Doktor Sleepless #13
This review written by Julian Hazeldine on Aug.24, 2009.
The production schedule of Warren Elli’s Avatar series has taken a few heavy knocks over the last few months, but the action appears to be speeding up to compensate. There’s a certain amount of slight of hand going on here, with a number of elements of plotting being less revelatory than they initially appear, but the book’s plot is moving far faster than Transmetropolitan’s, and raises some interesting questions as to what the third volume of the series will look like.

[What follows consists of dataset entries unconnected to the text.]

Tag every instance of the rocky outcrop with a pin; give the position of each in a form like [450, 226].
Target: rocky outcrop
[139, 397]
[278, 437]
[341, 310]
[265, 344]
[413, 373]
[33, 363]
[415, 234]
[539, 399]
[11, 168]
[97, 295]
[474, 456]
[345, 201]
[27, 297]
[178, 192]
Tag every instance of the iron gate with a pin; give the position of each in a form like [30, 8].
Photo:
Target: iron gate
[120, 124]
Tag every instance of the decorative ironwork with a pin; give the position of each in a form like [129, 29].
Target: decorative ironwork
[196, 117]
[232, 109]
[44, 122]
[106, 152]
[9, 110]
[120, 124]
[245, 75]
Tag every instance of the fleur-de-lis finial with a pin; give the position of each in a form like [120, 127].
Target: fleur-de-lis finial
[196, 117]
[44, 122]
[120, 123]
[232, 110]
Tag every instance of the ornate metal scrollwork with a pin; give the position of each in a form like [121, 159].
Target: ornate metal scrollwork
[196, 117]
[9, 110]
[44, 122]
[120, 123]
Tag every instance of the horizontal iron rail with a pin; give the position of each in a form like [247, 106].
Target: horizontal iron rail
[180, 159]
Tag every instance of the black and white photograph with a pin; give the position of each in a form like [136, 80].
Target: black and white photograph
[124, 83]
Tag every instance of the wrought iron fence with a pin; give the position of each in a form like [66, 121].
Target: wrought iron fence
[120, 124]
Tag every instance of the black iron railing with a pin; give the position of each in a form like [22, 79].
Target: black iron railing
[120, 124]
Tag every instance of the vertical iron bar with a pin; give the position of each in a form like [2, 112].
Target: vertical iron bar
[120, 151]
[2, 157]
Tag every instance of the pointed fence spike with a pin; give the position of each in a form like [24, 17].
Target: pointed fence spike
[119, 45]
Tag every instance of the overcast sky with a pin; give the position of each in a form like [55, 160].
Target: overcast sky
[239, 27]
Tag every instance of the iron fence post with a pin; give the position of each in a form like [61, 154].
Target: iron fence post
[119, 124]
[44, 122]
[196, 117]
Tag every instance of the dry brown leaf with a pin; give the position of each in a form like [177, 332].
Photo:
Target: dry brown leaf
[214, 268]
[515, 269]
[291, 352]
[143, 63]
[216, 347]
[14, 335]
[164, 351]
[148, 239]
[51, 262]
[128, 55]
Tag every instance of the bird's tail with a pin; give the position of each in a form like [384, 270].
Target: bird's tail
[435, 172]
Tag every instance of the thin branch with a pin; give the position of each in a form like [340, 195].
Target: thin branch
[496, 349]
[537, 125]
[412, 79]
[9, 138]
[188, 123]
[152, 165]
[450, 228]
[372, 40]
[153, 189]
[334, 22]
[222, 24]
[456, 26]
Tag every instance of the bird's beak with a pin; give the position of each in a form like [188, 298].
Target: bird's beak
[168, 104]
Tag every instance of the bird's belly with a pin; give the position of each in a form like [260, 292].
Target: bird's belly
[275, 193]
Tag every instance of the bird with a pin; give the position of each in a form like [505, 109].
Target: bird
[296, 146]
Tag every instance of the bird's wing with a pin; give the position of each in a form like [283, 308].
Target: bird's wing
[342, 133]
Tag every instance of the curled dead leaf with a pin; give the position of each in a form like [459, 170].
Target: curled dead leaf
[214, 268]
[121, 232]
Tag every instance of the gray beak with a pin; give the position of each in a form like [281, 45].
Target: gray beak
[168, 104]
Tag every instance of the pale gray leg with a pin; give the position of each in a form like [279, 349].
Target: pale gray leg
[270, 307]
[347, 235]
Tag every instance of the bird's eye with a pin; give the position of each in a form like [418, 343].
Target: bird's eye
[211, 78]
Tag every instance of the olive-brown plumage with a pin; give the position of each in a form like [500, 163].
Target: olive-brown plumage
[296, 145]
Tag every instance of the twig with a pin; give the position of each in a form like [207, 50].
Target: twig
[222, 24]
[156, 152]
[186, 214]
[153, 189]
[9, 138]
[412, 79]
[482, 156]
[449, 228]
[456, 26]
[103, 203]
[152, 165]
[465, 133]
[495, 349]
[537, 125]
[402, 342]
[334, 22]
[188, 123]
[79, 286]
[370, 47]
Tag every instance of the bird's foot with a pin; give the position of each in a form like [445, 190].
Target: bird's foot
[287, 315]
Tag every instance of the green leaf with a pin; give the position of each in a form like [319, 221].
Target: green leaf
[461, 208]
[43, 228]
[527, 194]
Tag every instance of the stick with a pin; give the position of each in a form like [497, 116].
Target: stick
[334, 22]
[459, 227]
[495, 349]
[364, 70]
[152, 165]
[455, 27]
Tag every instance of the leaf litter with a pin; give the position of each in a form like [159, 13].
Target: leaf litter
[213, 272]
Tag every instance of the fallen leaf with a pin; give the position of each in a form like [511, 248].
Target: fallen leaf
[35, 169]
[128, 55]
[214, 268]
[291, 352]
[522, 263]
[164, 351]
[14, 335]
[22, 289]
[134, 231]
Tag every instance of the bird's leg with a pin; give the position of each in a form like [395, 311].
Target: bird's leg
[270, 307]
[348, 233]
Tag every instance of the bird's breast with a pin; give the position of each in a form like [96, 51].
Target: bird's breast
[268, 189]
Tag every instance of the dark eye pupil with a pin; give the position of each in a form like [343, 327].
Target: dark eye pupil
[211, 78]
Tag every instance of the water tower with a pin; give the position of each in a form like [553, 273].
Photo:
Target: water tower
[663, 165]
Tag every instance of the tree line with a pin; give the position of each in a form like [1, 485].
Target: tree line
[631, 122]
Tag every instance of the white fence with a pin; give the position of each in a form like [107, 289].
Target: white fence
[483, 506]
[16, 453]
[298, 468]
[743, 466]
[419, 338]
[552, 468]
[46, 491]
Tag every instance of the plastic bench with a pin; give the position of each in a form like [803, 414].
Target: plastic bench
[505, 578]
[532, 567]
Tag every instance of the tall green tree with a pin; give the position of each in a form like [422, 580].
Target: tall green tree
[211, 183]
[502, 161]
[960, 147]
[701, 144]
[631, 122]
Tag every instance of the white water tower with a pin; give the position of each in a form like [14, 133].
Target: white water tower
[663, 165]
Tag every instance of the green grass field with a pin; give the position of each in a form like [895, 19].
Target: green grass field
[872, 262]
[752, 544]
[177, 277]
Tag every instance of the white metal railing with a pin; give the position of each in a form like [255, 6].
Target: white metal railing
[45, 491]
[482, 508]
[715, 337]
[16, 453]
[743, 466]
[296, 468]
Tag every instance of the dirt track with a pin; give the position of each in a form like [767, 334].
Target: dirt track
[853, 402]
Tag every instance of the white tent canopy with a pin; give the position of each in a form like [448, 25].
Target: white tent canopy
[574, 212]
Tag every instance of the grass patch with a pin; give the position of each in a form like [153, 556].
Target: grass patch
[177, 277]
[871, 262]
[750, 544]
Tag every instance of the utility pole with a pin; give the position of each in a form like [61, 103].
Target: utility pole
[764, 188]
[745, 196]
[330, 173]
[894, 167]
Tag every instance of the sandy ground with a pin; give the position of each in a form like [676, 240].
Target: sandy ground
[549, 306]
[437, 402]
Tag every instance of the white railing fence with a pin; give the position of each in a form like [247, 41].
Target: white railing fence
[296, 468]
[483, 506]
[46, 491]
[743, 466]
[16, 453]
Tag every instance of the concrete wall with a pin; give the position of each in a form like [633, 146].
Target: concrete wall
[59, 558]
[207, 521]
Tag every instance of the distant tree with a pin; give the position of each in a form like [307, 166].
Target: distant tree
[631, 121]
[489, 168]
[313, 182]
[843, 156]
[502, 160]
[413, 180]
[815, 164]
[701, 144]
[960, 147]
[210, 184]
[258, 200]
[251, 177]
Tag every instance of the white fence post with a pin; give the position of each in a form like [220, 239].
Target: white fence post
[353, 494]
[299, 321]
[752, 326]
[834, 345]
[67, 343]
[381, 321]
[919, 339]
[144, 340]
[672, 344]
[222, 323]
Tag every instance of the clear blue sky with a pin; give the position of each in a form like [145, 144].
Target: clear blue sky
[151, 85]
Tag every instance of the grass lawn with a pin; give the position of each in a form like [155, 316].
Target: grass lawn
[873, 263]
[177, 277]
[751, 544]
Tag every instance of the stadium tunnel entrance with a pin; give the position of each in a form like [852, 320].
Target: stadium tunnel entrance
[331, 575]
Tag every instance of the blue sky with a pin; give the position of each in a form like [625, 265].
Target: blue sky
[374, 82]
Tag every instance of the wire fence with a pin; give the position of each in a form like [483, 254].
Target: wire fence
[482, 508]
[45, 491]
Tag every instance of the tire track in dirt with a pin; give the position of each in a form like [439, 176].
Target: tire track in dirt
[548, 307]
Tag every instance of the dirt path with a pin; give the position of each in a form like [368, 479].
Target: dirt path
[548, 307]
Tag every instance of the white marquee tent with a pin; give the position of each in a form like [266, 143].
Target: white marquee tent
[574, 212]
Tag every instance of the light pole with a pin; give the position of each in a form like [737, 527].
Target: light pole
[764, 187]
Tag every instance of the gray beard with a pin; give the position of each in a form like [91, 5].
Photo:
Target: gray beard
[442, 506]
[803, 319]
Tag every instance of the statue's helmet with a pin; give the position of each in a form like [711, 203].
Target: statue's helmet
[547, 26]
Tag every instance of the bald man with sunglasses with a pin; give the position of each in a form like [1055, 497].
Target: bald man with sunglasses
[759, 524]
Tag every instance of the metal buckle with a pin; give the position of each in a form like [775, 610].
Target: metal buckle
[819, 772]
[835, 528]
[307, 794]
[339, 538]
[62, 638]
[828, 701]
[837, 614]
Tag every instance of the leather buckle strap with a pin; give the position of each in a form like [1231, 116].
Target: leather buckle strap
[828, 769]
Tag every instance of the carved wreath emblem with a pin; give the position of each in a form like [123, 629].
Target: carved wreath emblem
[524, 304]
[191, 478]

With Heavenside rapidly sliding into urban warfare, Preston Stoker decides to get some answers from his prisoner, but for once the police chief isn’t quite moving fast enough. Ellis’s self-imposed embargo on having the title character appear in the series appears to have been listed, with the Doktor trying to judge the moment to bring his plan to fruition, but he’s much physically weaker than the readers remember. This serves to draw attention to the first to the deceptions the writer perpetuates, concerning the ‘John Reinhardt’ in Stoker’s cells, with the excitement of the opening scene initially masking the fact that we’re no closer to discovering which of the prisoner and the Doktor is the real McCoy. Sleepless’s illness could be the next stage of his previously-referred to condition, or a consequence of a tulpa having its creator die on it. The Doktor’s restatement of his apocalyptic objective also draws the reader’s attention to the other big mystery of the book. The character’s plan for bringing an end to Heavenside is now relatively apparent, but we’re still no closer to seeing the progress for this achievement to his nihilistic final objective.
The wisdom of the few issues spent away from the main characters is shown by the large number of elements which are juggled in the closing few pages, as Ellis is able to show the tendrils of the Doktor’s plan slowly animating. The time spent away from Scartop Mountain also appears to have been intended to allow a resetting of roles, with its inhabitants now more obviously the villains of the piece. There’s also an important shift in characterisation for Nurse Igor, far more so than the obvious adjustment in her relationship with her employer. Giving the Stoker/Singer and Berlin/Watson confrontations which are occurring at the same time, it appears that the book’s previously passive female characters are starting to take the initiative. Its merely remains to be seen how much of their home will be lost before they manage to do so.